Summary.  Individuals with haemophilia who received non heat-treated factor concentrates were likely to undergo multiple exposures to the hepatitis C virus (HCV). Therefore, HCV mixed-genotype infections might be more frequent in these patients than in the general population. Their prevalence is extremely variable in similar groups of patients tested by different assays due to the fact that currently available genotyping techniques are not suitable to detect multiple HCV genotypes in a viral population. As an HCV viral reservoir, the peripheral blood mononuclear cell (PBMC) might harbor viral variants distinct from the genotypes detected in plasma. We investigated the presence of HCV genotypes in a group of chronically infected haemophilic patients in the PBMC compartment using a non-stimulated cell culture system that allows the detection of the HCV genome in culture supernatants. We compared them to the HCV genotypes found in plasma samples.
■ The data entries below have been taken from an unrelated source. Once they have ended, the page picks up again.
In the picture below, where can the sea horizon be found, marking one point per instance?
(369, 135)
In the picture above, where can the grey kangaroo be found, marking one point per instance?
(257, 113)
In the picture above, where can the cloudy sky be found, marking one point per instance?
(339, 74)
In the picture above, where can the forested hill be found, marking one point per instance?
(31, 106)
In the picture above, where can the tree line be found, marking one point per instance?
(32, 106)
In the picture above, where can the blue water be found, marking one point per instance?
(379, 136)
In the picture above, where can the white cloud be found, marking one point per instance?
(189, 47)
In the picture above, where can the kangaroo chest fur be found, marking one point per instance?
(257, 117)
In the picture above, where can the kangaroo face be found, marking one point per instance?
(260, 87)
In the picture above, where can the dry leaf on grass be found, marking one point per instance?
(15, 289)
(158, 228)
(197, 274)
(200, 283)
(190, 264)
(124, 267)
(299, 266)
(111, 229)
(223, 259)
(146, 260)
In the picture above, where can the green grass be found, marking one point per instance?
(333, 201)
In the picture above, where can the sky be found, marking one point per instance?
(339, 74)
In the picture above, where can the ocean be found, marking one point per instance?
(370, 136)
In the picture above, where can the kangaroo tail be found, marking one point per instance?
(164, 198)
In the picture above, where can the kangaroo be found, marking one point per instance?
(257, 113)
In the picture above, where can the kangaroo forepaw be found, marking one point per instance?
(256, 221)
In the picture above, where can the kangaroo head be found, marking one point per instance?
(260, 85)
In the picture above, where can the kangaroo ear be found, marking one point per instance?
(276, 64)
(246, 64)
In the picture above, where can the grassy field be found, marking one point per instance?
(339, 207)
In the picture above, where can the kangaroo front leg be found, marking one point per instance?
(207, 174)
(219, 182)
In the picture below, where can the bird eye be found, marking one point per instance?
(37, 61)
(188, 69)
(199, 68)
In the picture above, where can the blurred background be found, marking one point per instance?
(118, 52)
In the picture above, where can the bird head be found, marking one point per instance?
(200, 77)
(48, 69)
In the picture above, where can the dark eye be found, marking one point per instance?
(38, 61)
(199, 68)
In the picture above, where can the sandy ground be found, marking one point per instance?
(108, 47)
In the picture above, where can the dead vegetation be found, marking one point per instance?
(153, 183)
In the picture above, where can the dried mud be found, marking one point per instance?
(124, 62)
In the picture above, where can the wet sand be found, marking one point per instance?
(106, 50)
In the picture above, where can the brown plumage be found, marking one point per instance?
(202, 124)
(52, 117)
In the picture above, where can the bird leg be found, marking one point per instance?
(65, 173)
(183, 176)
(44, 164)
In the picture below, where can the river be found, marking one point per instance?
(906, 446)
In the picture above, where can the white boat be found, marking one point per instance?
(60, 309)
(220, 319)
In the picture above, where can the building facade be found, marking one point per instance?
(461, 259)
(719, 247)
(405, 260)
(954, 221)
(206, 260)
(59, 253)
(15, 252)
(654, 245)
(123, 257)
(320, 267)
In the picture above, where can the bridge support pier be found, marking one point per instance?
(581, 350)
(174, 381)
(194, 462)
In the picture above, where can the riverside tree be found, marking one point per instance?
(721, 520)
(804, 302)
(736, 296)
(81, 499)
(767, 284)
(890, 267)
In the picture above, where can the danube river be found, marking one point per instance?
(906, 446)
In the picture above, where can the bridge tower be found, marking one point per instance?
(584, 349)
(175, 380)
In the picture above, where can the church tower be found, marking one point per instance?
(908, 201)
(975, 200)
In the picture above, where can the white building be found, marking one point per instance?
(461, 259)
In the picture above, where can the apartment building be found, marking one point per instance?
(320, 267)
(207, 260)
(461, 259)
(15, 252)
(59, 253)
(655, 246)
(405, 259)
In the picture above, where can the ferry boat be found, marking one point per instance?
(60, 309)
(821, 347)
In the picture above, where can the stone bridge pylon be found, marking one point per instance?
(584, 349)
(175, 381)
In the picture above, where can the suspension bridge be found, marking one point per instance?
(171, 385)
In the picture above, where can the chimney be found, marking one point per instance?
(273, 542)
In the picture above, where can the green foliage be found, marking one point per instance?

Cell culture experiments performed with PBMC demonstrated the presence of additional HCV genotypes that were undetected in the corresponding plasma samples with the same genotyping technique. Although mixed infections at HCV genotype level became evident in 5.6% of the patients (16/288), the culture methodology increased the number of HCV infections with multiple genotypes to 62.5% (10/16) (P < 0.0001). Once more, the role of mononuclear cells as HCV viral reservoirs is emphasized. Considering minor strains could influence the outcome of treatment, detection of covert HCV mixed-genotype infections might be essential for choosing the adequate therapeutic regimen.